2. Review of the current Centers for Disease Control and Prevention guidelines, titled "Best Practices for Environmental Cleaning for Healthcare Facilities", recommended monthly scheduled cleaning of bed curtains.
3. Review of the CAH's policy, "Cleaning Discharged Patient Rooms," effective 1/2023, failed to specify the frequency for which the patient privacy curtains are cleaned.
4. During an interview on 5/16/2023 at approximately 8:46 AM, the Director of Environmental Services (EVS), reported EVS staff follow the "Cleaning of Dialysis Unit Curtains" policy for inpatient privacy room curtains and they are cleaned by laundry services quarterly or if visibly soiled.

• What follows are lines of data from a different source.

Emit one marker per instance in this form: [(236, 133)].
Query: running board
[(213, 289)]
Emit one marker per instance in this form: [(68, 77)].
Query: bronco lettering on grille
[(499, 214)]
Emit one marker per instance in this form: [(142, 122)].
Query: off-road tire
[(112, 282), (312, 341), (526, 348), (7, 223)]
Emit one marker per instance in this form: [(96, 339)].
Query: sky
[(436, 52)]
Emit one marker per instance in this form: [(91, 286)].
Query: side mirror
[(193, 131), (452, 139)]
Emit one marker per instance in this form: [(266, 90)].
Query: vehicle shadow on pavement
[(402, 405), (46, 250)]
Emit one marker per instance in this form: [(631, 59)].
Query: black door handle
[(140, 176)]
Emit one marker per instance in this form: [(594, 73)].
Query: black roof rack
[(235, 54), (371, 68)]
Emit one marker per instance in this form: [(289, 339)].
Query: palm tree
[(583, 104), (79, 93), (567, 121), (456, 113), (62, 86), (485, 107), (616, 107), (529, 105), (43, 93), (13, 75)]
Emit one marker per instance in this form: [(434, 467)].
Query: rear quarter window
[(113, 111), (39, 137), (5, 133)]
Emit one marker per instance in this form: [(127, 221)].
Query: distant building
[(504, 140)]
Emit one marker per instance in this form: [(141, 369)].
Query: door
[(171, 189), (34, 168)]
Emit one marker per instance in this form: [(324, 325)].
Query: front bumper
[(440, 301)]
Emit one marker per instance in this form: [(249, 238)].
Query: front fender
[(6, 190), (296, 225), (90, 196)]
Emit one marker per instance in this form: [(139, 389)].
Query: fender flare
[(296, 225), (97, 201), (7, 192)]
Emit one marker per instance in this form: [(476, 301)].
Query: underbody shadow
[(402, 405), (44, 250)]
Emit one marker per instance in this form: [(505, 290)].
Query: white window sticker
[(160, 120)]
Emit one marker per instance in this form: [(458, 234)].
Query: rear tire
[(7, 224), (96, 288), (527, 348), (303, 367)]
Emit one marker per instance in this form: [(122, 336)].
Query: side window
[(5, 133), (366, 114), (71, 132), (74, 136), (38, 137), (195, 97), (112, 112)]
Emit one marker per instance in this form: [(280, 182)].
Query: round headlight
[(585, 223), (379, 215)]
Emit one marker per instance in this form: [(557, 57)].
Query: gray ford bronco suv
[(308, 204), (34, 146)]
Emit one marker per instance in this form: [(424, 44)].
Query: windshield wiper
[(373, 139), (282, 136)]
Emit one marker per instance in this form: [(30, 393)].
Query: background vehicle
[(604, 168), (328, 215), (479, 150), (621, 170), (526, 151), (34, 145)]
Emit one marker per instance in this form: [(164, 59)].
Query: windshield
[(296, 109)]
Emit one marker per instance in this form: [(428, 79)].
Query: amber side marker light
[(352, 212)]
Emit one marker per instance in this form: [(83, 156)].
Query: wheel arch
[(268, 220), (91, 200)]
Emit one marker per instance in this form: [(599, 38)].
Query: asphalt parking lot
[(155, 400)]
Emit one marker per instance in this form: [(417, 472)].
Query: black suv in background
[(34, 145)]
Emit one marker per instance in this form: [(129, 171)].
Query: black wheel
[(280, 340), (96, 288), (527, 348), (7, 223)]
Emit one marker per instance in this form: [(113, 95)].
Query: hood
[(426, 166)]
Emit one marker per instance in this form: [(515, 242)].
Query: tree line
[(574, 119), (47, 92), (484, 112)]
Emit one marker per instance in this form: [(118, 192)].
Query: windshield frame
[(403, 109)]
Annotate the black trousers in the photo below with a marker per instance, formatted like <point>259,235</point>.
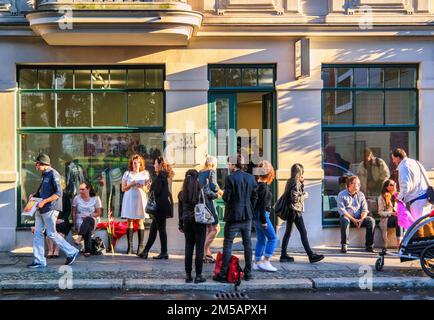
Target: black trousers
<point>85,231</point>
<point>231,230</point>
<point>157,225</point>
<point>195,234</point>
<point>297,219</point>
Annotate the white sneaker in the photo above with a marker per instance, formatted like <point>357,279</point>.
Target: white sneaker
<point>266,266</point>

5. During an interview on 5/16/23 at 2:30 PM, the Infection Preventionist and EVS Director acknowledged the curtains in the patient rooms were not being laundered after each patient is discharged. The EVS Director reported the patient privacy curtains would be removed and laundered quarterly or if they were visibly soiled. The Infection Preventionist acknowledged the CAH follows the CDC guidelines, but confirmed they lacked a policy to address the frequency of laundering the patient privacy curtains.
6. During an interview on 5/17/23 at 2:05 PM, the Process Improvement Director reported the Infection Preventionist confirmed the CDC guidelines identified cleaning patient privacy curtains monthly and did not know EVS laundered them quarterly, unless visibly soiled.